It is not the healthy who need a doctor, but the sick. –Matthew 9:12b, NIV
Their minds were racking up questions, like a mile per minute. Every time Jesus walked along the way, the Pharisees and Sadducees were picking a little, talking a little bit more garbage about Him. They couldn’t refuse to spew out juicy gossip every time they saw Him cast demons out with authority, or raise a dead person to live, or bring a blind person back to life. Oh, they were pretty good gossips!

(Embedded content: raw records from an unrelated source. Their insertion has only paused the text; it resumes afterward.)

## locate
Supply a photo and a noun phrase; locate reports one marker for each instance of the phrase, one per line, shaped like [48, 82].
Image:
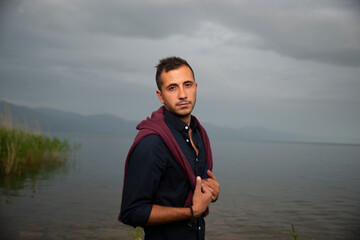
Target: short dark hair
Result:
[168, 64]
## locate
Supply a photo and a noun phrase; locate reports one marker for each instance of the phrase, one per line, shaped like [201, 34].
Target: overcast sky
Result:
[285, 65]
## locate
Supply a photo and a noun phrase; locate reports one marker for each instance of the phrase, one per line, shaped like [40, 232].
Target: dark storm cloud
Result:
[290, 65]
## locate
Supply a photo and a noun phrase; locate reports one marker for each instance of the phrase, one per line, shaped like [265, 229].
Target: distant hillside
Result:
[53, 121]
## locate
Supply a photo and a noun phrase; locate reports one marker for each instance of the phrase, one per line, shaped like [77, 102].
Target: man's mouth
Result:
[183, 104]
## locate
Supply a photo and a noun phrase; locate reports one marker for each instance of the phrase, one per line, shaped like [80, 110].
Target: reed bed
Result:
[22, 149]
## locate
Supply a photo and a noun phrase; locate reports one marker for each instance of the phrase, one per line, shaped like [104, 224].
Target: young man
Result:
[168, 183]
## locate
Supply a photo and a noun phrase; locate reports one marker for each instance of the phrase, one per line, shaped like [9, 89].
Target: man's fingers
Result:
[210, 175]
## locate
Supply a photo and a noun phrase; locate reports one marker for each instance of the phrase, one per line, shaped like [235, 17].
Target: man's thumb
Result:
[198, 184]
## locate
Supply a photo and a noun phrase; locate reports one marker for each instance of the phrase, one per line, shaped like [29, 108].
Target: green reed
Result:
[22, 149]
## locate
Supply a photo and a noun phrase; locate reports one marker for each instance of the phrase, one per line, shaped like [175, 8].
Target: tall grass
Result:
[22, 149]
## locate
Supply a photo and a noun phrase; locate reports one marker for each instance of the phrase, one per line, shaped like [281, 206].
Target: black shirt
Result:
[154, 177]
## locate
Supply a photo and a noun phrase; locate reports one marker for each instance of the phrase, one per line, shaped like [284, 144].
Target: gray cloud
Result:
[288, 65]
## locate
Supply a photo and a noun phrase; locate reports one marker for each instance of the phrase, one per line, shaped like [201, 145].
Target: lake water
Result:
[265, 187]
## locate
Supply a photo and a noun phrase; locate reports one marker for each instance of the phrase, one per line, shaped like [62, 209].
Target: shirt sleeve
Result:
[147, 164]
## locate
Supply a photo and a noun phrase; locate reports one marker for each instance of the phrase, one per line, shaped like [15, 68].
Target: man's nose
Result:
[182, 93]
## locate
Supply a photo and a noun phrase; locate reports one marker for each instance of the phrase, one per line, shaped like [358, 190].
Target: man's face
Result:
[178, 92]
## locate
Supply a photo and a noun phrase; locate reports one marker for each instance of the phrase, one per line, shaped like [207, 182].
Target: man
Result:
[168, 183]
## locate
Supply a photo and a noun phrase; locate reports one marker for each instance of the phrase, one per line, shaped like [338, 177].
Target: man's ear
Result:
[158, 92]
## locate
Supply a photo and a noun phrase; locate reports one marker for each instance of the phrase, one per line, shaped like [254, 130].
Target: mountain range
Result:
[57, 121]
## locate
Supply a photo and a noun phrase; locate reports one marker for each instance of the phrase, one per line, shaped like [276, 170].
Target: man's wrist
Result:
[191, 214]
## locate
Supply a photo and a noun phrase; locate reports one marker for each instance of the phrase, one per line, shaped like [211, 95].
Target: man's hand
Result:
[202, 197]
[213, 185]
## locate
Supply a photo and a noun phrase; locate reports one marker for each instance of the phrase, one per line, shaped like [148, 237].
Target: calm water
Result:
[265, 187]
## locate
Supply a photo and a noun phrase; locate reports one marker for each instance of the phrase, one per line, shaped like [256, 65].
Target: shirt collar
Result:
[178, 124]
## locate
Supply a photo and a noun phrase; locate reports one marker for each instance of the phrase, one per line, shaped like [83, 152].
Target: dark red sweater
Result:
[156, 125]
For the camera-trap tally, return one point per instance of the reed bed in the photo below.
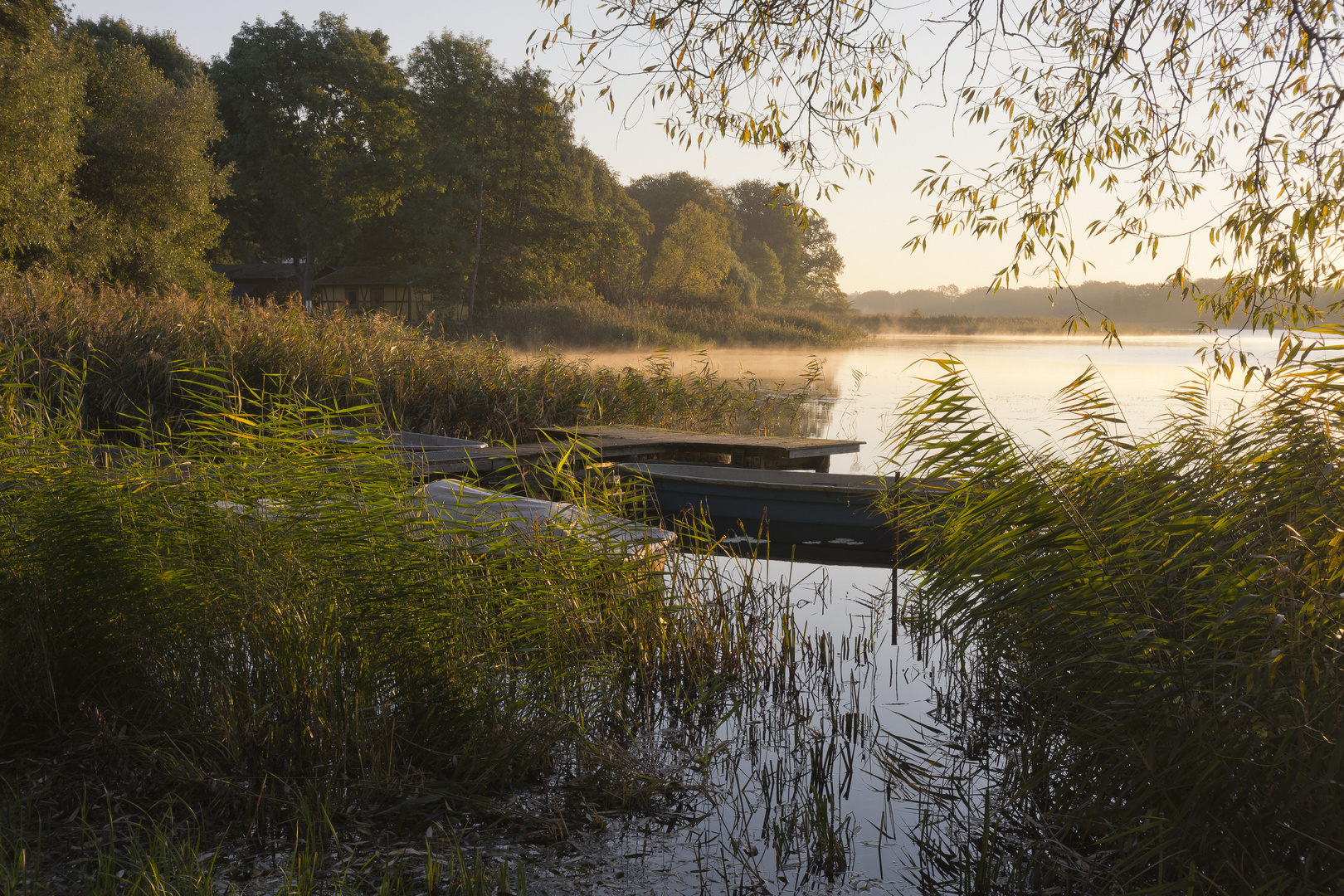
(1152, 633)
(129, 349)
(640, 325)
(238, 617)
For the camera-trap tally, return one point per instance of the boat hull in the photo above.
(806, 516)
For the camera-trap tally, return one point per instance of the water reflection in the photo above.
(1018, 377)
(821, 772)
(855, 757)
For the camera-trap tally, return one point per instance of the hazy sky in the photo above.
(869, 219)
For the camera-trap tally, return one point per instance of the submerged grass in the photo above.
(242, 620)
(130, 351)
(1153, 631)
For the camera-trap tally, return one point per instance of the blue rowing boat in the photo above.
(791, 514)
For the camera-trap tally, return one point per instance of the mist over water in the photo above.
(813, 783)
(1018, 377)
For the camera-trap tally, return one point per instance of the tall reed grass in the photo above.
(264, 607)
(1153, 631)
(130, 347)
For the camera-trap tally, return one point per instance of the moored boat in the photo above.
(821, 516)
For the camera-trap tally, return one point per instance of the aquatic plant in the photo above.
(1151, 631)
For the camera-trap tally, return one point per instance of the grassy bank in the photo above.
(637, 325)
(240, 657)
(980, 325)
(130, 347)
(1153, 637)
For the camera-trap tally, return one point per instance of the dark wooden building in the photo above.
(396, 290)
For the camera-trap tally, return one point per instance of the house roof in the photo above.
(254, 271)
(371, 275)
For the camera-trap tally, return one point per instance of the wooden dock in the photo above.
(626, 444)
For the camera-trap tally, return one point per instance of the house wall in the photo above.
(401, 299)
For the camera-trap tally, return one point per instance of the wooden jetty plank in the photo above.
(621, 440)
(635, 444)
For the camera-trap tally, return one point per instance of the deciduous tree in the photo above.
(1222, 109)
(318, 119)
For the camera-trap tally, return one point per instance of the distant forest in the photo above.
(127, 160)
(1144, 305)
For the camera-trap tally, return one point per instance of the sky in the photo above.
(871, 221)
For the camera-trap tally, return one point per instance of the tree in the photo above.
(695, 258)
(149, 179)
(41, 110)
(617, 222)
(767, 215)
(765, 265)
(1152, 102)
(318, 119)
(663, 197)
(819, 270)
(162, 47)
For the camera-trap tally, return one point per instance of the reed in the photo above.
(261, 607)
(130, 349)
(1151, 631)
(641, 325)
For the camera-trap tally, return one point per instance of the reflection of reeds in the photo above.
(1151, 629)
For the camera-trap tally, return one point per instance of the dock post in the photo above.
(895, 605)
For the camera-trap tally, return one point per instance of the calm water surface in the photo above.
(799, 789)
(1016, 377)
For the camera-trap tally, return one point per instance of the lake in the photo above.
(1018, 377)
(812, 782)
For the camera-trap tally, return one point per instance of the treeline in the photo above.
(125, 160)
(1148, 305)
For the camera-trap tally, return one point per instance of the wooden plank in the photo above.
(678, 441)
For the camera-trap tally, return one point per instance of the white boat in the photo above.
(494, 520)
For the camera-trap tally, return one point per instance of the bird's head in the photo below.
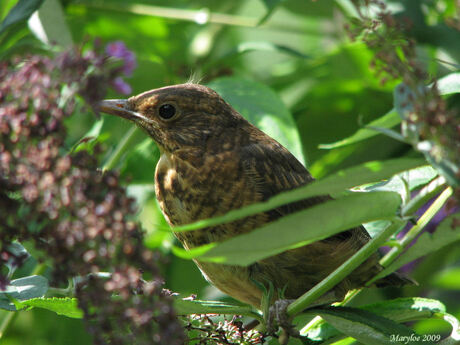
(177, 116)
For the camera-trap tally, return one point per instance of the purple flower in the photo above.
(118, 49)
(121, 86)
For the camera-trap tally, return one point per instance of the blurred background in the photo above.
(297, 53)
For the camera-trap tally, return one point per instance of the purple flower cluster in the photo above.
(225, 332)
(118, 50)
(429, 120)
(77, 216)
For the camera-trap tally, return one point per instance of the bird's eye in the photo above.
(167, 111)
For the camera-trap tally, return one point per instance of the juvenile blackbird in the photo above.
(213, 161)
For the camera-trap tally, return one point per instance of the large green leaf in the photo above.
(368, 328)
(304, 227)
(398, 310)
(62, 306)
(447, 85)
(21, 11)
(427, 243)
(334, 184)
(263, 108)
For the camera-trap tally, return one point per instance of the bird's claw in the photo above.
(278, 317)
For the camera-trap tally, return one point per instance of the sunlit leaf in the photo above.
(270, 5)
(23, 289)
(62, 306)
(368, 328)
(21, 11)
(333, 185)
(186, 307)
(398, 310)
(427, 243)
(304, 227)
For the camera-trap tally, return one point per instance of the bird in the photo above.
(213, 161)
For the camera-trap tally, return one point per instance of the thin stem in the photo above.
(122, 146)
(417, 228)
(198, 16)
(345, 269)
(425, 194)
(7, 321)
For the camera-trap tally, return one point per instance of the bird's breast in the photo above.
(187, 193)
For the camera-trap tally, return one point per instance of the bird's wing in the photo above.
(272, 169)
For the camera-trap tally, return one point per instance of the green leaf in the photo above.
(333, 184)
(18, 251)
(447, 279)
(304, 227)
(50, 25)
(388, 120)
(398, 310)
(368, 328)
(250, 46)
(450, 84)
(270, 5)
(263, 108)
(90, 139)
(426, 244)
(62, 306)
(447, 85)
(21, 11)
(23, 289)
(406, 181)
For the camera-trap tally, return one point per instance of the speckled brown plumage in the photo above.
(214, 161)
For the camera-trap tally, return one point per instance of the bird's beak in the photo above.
(121, 108)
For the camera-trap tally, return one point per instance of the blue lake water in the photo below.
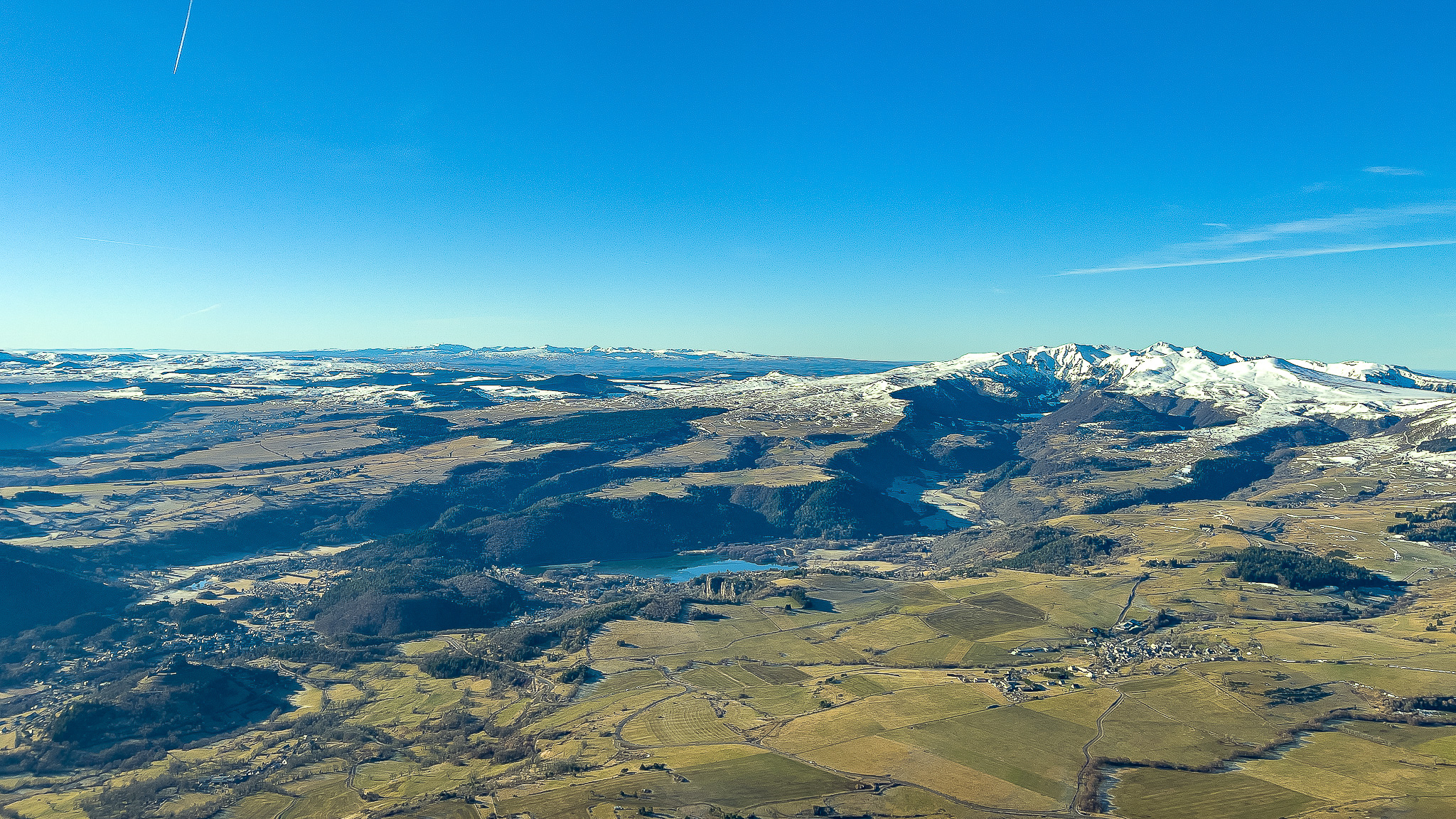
(680, 569)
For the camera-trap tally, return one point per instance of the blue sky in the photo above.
(864, 180)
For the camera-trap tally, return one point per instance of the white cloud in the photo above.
(1375, 229)
(1261, 257)
(198, 312)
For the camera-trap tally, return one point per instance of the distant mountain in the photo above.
(37, 595)
(622, 362)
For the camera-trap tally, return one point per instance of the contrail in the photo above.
(184, 38)
(198, 312)
(133, 244)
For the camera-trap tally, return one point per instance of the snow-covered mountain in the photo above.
(1248, 394)
(612, 362)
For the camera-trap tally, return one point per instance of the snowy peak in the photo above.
(1389, 375)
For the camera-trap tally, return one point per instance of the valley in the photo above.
(1056, 582)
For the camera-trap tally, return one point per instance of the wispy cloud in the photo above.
(198, 312)
(1374, 229)
(133, 244)
(1261, 257)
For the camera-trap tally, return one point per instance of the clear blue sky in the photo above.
(833, 178)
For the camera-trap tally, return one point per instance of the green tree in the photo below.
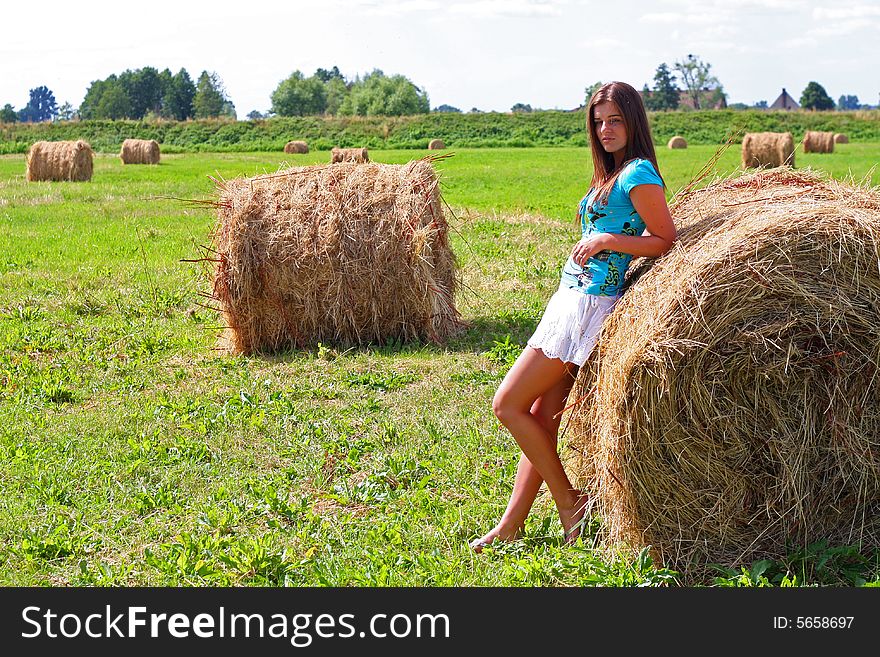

Aye, they were good at questioning authority! How lame was it that they couldn’t answer Jesus’ simple question about resurrection (they wanted to find a way to find flaw in His teachings), while they couldn’t make more wells, or couldn’t improve Judea’s education levels, or at least stop sucking up to Rome! And they complained that they weren’t sick…
Those men didn’t have cancer. Or at least mesothelioma. What about rheumatoid arthritis, HIV/AIDS, osteoporosis (men could have that, too, y’know!), or any other serious condition. But they were sick. Really sick.
Their eyesight was as ephemeral as a naked mole rat (sorry, Rufus!). Their eyes were as clogged as a mighty ear-wax buildup. They could eat, but everything they could taste was like manure; not even something sweet like honey, or even soft and silky like milk. They could walk, but they couldn’t look beyond the wooden beam in their eyes. There was nothing else they could enjoy about life. Their eyes were lost in the sea of imperfection, while their minds were set on the islands of self-centeredness. The one we were all shipwrecked once.